Walk the stairs to the back of Warden’s dorm. What had eluded you for so long was there literally on the tip of you, gold on you everywhere as if he could gild you. Him on you as if he could turn into light and cover and color you completely, so that he was a million times a million particles of altered color tossed into someone else’s eye to show you, to take you out of the awful realm of being alone, in your body, to the realm of a shared thing, something seen. This journey that has always defeated you.

For a few short weeks, it goes like this. You at the dorm. On the roof at night. He is cold as the wind every time it starts, warm like a tear when you are done. Every time you feel less, every time you are more of a stone thing. And you go back every time hoping to feel again.

13

Warden sleeps on the front seat. I put a blanket over him. He’s a student of yours, my mother had asked, as he went into the bathroom, when we were at her house earlier this evening.

Yes, I’d said.

How do I feel, I ask myself now, in the car.
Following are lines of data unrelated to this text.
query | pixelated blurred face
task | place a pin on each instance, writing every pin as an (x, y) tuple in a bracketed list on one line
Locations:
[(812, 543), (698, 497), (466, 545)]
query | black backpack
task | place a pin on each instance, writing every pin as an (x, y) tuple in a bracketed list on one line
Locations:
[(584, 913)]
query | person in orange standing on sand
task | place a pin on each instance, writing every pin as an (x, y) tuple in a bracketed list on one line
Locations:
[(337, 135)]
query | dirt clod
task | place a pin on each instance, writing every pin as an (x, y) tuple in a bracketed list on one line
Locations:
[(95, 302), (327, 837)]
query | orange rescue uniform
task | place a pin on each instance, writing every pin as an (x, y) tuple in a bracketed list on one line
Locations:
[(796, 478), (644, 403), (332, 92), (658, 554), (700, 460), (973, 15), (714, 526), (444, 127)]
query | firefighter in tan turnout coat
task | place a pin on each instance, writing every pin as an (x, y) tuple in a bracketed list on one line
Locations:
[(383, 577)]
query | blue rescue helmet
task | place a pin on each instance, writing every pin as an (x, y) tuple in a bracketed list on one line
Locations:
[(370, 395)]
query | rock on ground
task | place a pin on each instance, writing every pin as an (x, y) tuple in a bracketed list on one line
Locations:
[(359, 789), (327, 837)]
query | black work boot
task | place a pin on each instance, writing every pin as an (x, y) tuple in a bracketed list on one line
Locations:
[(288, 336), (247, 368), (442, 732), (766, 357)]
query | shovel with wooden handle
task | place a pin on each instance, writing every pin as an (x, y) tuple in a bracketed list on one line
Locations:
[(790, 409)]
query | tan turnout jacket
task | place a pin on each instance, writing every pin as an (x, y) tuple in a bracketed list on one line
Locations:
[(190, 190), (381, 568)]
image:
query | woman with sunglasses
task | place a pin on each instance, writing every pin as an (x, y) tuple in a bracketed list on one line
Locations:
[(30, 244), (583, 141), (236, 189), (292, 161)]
You feel great, he says, appearing suddenly by the window, a wind with green eyes made this time from dark leaves. Yowu. You feel like you know what you have to do. I nod at him, and he is gone again. Warden struggles with a dream, does not wake up. I lean my face against the car door and it warms slowly under my cheek.

Metal is like love, it takes its temperature from touch. How did we get here?

This way.

Open me, the day says to me that morning. Go ahead. Sunlight on the lawn, the gold stitches of the needle of light coming through our trees. I go outside with my coffee and dew steams off on my bare feet, until they are cold, and then I return to the house. The phone rings and I glance down to my caller ID, and I see the name, in block letters, flash there under the number: gorendt, ERIC, and I freeze, watching it flash, letting it go to the machine, and then go, as the caller hangs up.

What happens next, is the phone rings again, and I pick it up, even as the name flashes back across the screen.

Hello, Warden says, even as I know who it is. Even as I know now who he really is. Fee.

Yes, I say.

He’s crying then, and then he coughs and clears his throat, and he says, I need you to come here.

I can’t, I say.

No, I really, really need you to come here. I’m not going to make it. I may not make it even if you come, but please.

And inside the cold space in me, still cold like my feet, I hear myself say, Not one more. Not even one more. And I say, Okay. I am coming. Where are you. As I say it, knowing and yet, really not knowing, where that man lived in this world.

I thought he had killed a woman, at first.

His legs stick out from behind a chair, like the way it is in monster movies. I know it isn’t him anymore, that he’s not there in the body, but I say his name. Eric, I say. I see the pale legs, rounded calves, the pale, pale feet. And I turn to see Warden come toward me. His pale face. Angel, I say. Why. I say it and the word fills up with my fear.

And he comes toward me, wraps his arms around me. Fee, he says. And then he lets go.

Love’s not Time’s fool, Shakespeare writes. No, Love’s not. He’s still right. Love buys time like we used to buy ice, cold pieces of it brought home to keep what’s loved preserved from every day’s heat. In a box in the basement are the pictures. Here, he says to me, hands me a sheaf of pictures, programs, clippings. Here, you’re right there. Aphias Zhe. First soprano.